The policy coordination augers well for India’s economy as Modi looks to sustain one of the world’s fastest growth rates while dealing with a pile of bad loans and slowing global demand. India’s central bank chiefs are appointed by the government for an initial term of three years, which can be extended to ensure policy continuity.
"Rajan has worked well with the government and delivered what the central bank is supposed to do," said Madan Sabnavis, chief economist at Credit Analysis & Research Ltd. in Mumbai. "Performance-wise nobody can find fault with him. There is no reason for not extending his term unless the government has someone else in mind."
Modi’s government so far has declined to comment on extending the term of Rajan, a former chief economist at the International Monetary Fund.

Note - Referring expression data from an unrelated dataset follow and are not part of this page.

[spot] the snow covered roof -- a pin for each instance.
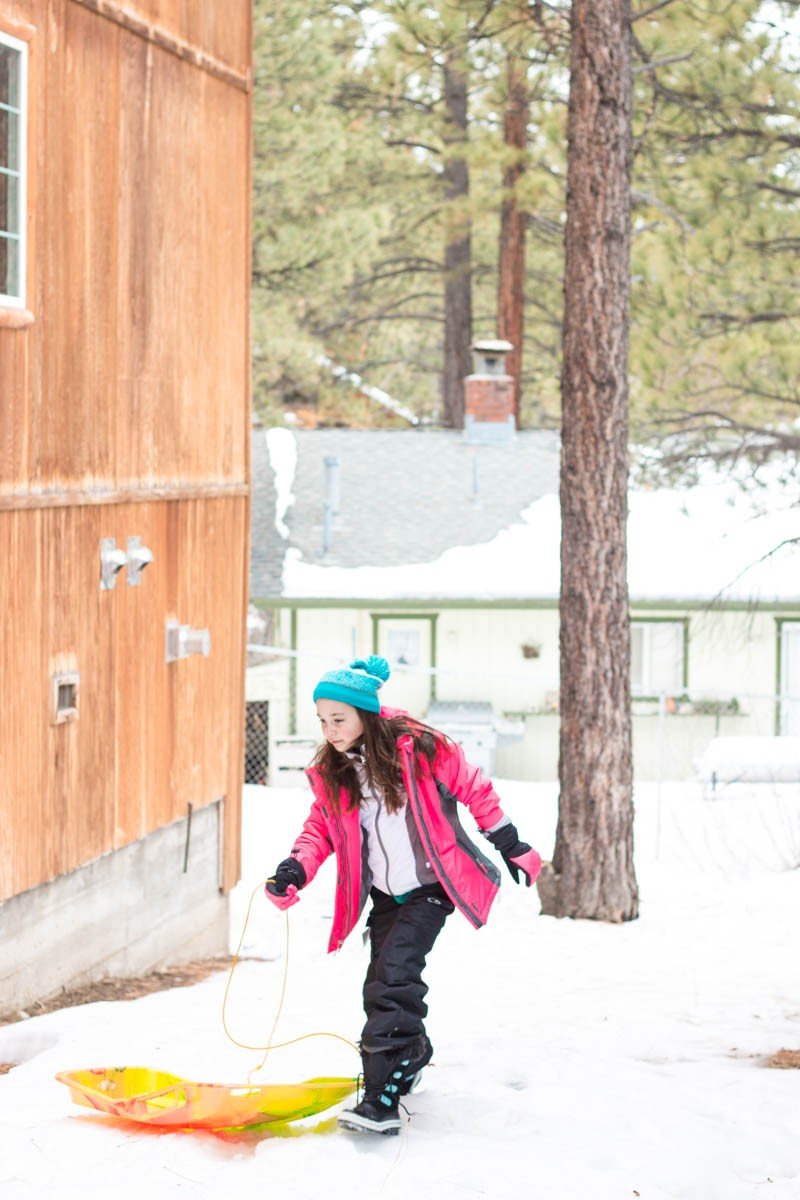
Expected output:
(409, 527)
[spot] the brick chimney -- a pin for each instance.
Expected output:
(488, 396)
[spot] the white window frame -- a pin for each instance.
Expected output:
(787, 708)
(18, 301)
(649, 687)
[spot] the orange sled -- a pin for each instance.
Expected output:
(157, 1098)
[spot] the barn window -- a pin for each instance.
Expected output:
(13, 100)
(657, 657)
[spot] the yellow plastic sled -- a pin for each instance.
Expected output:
(157, 1098)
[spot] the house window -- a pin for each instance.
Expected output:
(789, 678)
(657, 657)
(13, 100)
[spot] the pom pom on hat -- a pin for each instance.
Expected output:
(356, 684)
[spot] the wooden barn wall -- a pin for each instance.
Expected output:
(125, 409)
(151, 736)
(132, 371)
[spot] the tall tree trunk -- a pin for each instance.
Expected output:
(458, 244)
(511, 271)
(593, 865)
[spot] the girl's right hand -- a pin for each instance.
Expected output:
(281, 900)
(282, 888)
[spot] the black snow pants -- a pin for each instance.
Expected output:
(401, 939)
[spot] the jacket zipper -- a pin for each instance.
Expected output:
(346, 864)
(465, 907)
(383, 849)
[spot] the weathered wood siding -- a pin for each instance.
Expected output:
(125, 409)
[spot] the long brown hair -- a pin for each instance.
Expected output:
(382, 760)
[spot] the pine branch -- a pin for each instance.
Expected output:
(650, 10)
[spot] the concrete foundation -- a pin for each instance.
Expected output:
(138, 909)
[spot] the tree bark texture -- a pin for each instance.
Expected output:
(511, 269)
(458, 245)
(591, 874)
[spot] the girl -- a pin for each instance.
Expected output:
(385, 803)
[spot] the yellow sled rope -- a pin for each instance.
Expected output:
(157, 1098)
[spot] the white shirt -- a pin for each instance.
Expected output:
(390, 852)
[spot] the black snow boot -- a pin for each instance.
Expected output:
(377, 1110)
(373, 1114)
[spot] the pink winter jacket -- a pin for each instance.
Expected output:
(469, 879)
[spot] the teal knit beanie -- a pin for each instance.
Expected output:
(358, 684)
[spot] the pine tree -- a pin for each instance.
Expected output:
(591, 874)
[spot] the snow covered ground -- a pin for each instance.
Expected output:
(573, 1061)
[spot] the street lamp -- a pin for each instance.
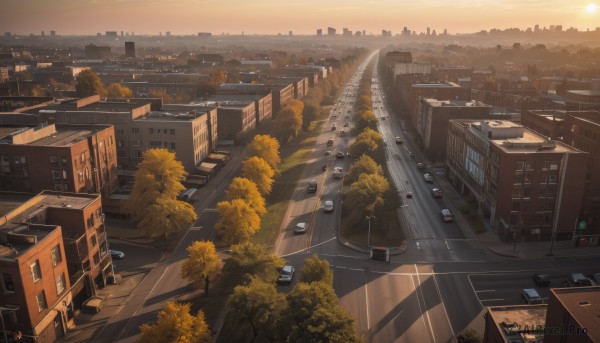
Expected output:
(369, 232)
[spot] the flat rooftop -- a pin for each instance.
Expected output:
(509, 318)
(583, 303)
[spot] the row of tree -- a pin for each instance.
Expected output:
(368, 186)
(240, 214)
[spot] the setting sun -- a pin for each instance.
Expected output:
(591, 8)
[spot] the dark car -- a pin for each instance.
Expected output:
(541, 279)
(117, 255)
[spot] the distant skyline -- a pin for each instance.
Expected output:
(185, 17)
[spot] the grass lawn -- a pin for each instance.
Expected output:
(293, 155)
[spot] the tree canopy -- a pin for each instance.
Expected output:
(256, 307)
(202, 265)
(363, 165)
(176, 324)
(258, 171)
(238, 222)
(265, 147)
(88, 84)
(153, 201)
(249, 260)
(316, 270)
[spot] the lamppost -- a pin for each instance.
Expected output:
(369, 232)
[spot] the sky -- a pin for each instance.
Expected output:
(182, 17)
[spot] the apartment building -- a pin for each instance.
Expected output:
(582, 131)
(55, 256)
(432, 121)
(69, 158)
(518, 178)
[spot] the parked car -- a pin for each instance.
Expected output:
(117, 255)
(541, 279)
(578, 280)
(286, 275)
(328, 206)
(531, 296)
(300, 228)
(436, 193)
(428, 178)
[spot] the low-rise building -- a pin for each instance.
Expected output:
(529, 186)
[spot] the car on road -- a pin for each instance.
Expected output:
(531, 296)
(541, 279)
(300, 228)
(428, 178)
(337, 172)
(578, 280)
(446, 216)
(328, 206)
(436, 193)
(286, 275)
(117, 255)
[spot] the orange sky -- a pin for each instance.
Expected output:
(302, 17)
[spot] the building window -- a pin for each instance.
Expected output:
(8, 286)
(41, 298)
(56, 256)
(60, 283)
(36, 271)
(519, 165)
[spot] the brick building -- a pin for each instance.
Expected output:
(530, 187)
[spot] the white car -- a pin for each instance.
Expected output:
(428, 178)
(337, 172)
(328, 206)
(300, 228)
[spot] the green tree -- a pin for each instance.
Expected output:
(316, 270)
(257, 305)
(265, 147)
(88, 84)
(249, 260)
(258, 171)
(370, 143)
(238, 222)
(202, 265)
(153, 201)
(242, 188)
(315, 315)
(176, 324)
(116, 90)
(363, 165)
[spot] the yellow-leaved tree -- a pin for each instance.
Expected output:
(203, 264)
(265, 147)
(242, 188)
(258, 171)
(153, 203)
(237, 221)
(176, 324)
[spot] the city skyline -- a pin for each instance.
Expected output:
(185, 17)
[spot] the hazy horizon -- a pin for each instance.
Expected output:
(188, 17)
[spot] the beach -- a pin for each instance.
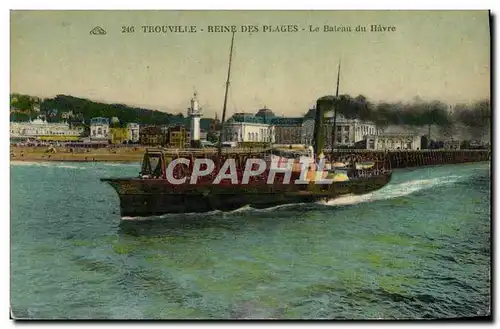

Rajan has similarly deflected questions on his future.
Apart from delivering his fifth interest-rate reduction on Tuesday, Rajan unveiled a series of measures to improve banking oversight, strengthen cyber security, deepen financial markets and push toward a cash-less society. Some of those deadlines extend beyond his scheduled term.
Policy makers at the central bank and government are working in conjunction to extend bank services to India’s remote villages, clean up bad debts, create cheaper sources of funding and rid the system of perverse incentives that encourage companies to default on payments.
"They have to work in tandem and move in the same direction," said Devendra Kumar Pant, chief economist at Fitch unit India Ratings and Research. "The government stuck to its fiscal consolidation path and the RBI has supported that by cutting policy rates."
The relationship hasn’t always appeared this smooth.
Rajan took office in September 2013 and Modi came to power about nine months later, both with a mandate to fix a floundering economy. The rupee was at a record low, the inflation rate was one of Asia’s fastest, and credit growth hovered near unprecedented depths.
Speculation that Rajan would be replaced by a figure loyal to the new regime intensified in 2014 when he ignored repeated calls from government officials to lower interest rates. Instead, he kept rates elevated and pushed the case for India to implement an official inflation target.
Last year saw a turning point when Rajan started the current easing cycle with an unscheduled rate cut in January. Modi responded by formalizing the inflation target and a a pledge to continue shrinking Asia’s widest budget deficit, which earned him another rate cut.
The give-and-take continued over the past two months. Modi stuck with fiscal discipline in his latest budget, moved to set up a monetary policy committee and took steps to improve transmission of policy among commercial banks. He also vowed to keep inflation low while investing more in the rural economy.
Rajan praised those moves in his policy statement on Tuesday.
"The government has adhered to the path of fiscal consolidation and this will support the disinflation process going forward," he said in the statement. "A reduction in the policy rate by 25 basis points will help strengthen activity and aid the government’s initiatives."
Jayant Sinha, India’s deputy finance, told reporters that the government’s actions “created the space for monetary easing."
“Now in coordination with RBI we have to amplify both the fiscal and monetary initiatives that are now in the pipeline," Sinha said. “As we do so we believe we will provide a boost to the economy."
Even so, Rajan’s extension is not a sure bet. The former finance professor has used his position to weigh in on politically sensitive topics, including a speech last year on the need for tolerance of minority views.
Uncertainty also remains on how a planned national sales tax, oil prices and a proposed rate-setting committee will impact monetary policy, according to Sasha Riser-Kotisky, Asia analyst at the Eurasia Group. He said that Rajan’s firm statements on the need for fiscal consolidation has forced both the previous government and Modi’s administration to rein in spending to get rate cuts.
“Government has grudgingly come around," he said. “I wouldn’t say it is a direct quid pro quo, but Rajan has made his conditions pretty clear and government has said okay, fine."